September 2022 / Much. AGEVIS GmbH spendet über 1.000 Euro 

Unfreundliches, regnerisches Wetter begleitete die Golfer am Wochenende bei dem beliebten AGEVIS-Cup-Turnier im Golfclub Burg Overbach.
Das tat der fröhlichen Stimmung während der Siegerehrung, die von Geschäftsführer Rene Spanier ansprechend moderiert wurde, keinen Abbruch. Als er zum Schluss verkündete, dass die AGEVIS GmbH sich entschlossen habe, statt wertvoller Preise die Stiftung Much mit einer Spende über 1.000 Euro für ihre Arbeit zu unterstützen, gab es Zustimmung und viel Beifall.

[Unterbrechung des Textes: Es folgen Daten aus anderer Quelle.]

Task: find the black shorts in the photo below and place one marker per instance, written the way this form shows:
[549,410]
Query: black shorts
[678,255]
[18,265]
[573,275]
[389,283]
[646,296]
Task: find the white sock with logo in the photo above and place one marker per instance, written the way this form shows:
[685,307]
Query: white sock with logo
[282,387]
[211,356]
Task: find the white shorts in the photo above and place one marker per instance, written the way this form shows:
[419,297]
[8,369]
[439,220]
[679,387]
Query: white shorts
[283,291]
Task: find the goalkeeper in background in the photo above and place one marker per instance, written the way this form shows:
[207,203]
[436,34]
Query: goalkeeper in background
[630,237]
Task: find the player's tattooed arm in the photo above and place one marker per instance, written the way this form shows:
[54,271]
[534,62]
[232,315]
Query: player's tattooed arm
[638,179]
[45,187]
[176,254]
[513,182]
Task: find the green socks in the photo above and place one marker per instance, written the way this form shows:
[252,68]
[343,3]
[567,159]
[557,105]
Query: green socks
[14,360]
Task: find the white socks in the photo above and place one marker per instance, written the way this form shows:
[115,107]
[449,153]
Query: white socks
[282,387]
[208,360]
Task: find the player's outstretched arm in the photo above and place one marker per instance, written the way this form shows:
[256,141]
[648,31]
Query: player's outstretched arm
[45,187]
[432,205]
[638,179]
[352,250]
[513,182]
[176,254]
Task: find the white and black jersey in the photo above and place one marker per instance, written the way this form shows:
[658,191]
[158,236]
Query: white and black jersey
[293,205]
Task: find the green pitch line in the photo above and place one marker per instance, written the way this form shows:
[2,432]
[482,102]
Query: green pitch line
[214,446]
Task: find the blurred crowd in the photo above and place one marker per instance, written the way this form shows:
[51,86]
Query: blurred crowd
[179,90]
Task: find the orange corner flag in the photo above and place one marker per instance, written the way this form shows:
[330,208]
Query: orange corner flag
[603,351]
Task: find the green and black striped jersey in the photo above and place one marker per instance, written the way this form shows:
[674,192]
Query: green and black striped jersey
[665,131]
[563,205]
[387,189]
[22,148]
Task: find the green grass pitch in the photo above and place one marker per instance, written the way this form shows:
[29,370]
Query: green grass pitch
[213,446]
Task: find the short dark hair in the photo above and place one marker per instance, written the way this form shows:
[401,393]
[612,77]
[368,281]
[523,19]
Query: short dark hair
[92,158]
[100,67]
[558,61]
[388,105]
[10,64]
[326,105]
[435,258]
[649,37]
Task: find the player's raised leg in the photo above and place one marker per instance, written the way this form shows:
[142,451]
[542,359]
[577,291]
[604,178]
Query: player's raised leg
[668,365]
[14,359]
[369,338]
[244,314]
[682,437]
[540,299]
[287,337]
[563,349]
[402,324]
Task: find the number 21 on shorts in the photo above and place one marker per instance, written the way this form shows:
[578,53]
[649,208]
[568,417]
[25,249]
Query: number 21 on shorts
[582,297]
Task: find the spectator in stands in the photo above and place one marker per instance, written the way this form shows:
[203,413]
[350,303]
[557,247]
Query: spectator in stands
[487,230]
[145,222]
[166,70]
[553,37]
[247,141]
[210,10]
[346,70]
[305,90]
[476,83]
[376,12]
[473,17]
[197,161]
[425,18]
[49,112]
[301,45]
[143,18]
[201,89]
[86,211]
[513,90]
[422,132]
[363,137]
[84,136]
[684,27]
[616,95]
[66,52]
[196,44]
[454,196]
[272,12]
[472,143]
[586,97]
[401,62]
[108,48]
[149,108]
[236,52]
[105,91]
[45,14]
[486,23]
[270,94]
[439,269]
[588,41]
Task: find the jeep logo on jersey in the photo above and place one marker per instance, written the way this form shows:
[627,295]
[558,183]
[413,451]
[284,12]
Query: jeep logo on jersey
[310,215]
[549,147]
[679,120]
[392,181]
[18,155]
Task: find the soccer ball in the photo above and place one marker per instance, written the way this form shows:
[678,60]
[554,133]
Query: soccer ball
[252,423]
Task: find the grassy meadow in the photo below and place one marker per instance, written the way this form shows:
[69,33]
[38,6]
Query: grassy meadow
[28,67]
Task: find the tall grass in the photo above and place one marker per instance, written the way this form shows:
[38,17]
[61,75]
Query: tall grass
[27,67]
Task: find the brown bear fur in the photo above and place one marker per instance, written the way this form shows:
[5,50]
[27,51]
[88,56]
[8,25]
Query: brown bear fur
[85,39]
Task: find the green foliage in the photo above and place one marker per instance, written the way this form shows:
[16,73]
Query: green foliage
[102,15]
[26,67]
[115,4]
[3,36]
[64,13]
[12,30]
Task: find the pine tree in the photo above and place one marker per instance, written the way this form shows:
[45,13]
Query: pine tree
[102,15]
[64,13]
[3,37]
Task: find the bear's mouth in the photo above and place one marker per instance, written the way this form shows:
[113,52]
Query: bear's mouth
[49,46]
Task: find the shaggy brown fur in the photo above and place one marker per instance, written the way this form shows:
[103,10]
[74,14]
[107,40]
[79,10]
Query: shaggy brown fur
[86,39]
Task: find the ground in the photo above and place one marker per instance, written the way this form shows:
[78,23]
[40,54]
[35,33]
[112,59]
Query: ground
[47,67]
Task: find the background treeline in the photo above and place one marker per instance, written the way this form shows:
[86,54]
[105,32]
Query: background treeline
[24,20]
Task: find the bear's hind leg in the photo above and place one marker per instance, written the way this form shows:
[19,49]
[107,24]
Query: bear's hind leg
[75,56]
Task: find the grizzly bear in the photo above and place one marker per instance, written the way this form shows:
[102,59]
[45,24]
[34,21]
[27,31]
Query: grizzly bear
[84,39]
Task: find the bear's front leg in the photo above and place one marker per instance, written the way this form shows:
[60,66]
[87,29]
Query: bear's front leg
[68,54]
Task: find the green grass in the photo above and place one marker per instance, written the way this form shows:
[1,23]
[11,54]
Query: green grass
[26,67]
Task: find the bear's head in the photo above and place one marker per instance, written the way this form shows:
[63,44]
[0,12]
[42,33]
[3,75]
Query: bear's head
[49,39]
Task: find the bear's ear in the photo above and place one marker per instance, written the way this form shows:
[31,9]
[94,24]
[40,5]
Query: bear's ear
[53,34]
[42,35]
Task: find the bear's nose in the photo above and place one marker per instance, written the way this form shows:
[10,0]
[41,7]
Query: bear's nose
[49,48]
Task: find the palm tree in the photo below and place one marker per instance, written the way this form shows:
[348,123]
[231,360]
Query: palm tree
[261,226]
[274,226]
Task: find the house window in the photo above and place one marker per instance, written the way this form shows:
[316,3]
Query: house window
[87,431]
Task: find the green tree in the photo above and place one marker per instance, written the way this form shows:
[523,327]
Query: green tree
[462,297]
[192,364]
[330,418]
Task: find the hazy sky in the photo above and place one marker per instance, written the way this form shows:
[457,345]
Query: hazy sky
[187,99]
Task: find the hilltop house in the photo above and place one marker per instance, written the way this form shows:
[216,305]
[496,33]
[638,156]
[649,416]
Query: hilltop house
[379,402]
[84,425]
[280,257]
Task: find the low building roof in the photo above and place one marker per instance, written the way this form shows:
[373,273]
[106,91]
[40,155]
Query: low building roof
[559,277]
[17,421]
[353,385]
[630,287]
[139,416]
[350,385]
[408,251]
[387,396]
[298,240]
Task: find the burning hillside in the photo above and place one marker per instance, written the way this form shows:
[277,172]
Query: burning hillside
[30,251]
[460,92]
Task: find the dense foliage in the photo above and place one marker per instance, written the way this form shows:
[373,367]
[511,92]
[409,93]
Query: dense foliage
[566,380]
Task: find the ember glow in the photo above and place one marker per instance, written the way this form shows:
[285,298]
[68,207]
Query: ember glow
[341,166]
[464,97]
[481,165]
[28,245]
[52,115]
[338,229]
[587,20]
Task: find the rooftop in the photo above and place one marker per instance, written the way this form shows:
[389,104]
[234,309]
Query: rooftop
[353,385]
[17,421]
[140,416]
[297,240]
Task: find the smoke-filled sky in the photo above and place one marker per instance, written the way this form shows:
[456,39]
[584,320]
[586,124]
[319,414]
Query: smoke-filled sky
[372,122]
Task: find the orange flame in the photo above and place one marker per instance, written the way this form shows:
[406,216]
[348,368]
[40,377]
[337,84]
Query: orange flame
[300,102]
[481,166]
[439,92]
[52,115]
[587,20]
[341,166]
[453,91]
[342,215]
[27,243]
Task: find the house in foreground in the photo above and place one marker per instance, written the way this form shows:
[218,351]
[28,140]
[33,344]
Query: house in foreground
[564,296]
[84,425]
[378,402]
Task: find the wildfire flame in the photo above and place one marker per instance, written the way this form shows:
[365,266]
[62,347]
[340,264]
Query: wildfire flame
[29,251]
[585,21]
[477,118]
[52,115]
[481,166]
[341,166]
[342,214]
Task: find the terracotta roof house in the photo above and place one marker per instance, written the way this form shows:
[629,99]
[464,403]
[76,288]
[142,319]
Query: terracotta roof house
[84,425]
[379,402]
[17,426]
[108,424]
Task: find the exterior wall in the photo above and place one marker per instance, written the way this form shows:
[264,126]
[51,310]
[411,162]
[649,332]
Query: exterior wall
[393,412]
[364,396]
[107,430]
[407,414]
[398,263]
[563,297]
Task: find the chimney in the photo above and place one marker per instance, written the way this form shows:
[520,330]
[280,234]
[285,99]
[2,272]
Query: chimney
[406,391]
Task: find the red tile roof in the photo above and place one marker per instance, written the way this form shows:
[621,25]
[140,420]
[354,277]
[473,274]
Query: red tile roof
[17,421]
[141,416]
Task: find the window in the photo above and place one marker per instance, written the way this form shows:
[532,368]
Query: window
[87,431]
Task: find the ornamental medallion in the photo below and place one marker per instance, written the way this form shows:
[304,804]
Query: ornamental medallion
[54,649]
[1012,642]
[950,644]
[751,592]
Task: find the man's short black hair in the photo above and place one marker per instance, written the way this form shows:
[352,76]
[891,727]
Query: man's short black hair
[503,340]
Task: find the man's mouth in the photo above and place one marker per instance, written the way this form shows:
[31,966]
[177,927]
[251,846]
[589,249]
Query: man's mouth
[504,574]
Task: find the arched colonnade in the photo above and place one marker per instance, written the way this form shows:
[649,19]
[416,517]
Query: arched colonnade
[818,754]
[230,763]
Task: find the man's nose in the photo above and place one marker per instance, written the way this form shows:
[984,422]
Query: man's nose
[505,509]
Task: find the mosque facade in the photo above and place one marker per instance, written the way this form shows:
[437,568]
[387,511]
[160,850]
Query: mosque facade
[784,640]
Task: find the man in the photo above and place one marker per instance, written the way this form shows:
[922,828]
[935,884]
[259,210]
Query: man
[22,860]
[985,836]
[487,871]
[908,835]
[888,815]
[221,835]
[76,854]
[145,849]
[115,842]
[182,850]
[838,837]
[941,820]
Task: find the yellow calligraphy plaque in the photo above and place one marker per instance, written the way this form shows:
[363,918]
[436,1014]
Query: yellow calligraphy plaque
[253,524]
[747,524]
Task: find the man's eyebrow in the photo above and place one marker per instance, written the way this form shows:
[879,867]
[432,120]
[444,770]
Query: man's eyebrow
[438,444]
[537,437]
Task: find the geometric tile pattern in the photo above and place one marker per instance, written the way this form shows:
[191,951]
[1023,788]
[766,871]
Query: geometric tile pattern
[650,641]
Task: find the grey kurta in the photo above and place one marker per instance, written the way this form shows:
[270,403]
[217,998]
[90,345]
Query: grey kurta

Gerlinde Knipp und Hans-Willi Schlimbach, beide im Vorstand der Stiftung, bedankten sich für diese großartige Geste. In einer kurzen Rede berichtete Schlimbach von den Malprojekten für Menschen mit Beeinträchtigung und der damit verbundenen Ausstellung der Kunstwerke, die aktuell im Foyer des Rathauses in Much zu sehen ist. Seine Schilderung von der Begeisterung und Freude der behinderten Menschen beeindruckte die Anwesenden so sehr, dass sie spontan zu einer Sammlung für die Stiftung  aufriefen. Zu der AGEVIS-Spende konnte die Stiftung Much an diesem Abend zusätzlich 355 Euro für ihre weitere Arbeit in Empfang nehmen. Sichtlich beeindruckt nahmen die Vertreter der Stiftung  die Spenden entgegen und versprachen, weitere Projekte anzustoßen.

Dom mit Kölschglas


August 2022 / Much. Stiftung finanziert Malkurs in Künstlerwerkstatt

Es ist schon eine kleine Tradition geworden: Die Stiftung Much finanziert mindestens einmal im Jahr einen mehrwöchigen Malworkshop für Menschen mit Einschränkungen. In diesem Jahr waren es insgesamt sechs Frauen  und Männer aus dem Bereich Betreutes Wohnen, die unter der hervorragenden Leitung des Mucher Künstlers Friedhelm Schlimbach ihre Vorstellungen auf die Leinwand bringen wollten. 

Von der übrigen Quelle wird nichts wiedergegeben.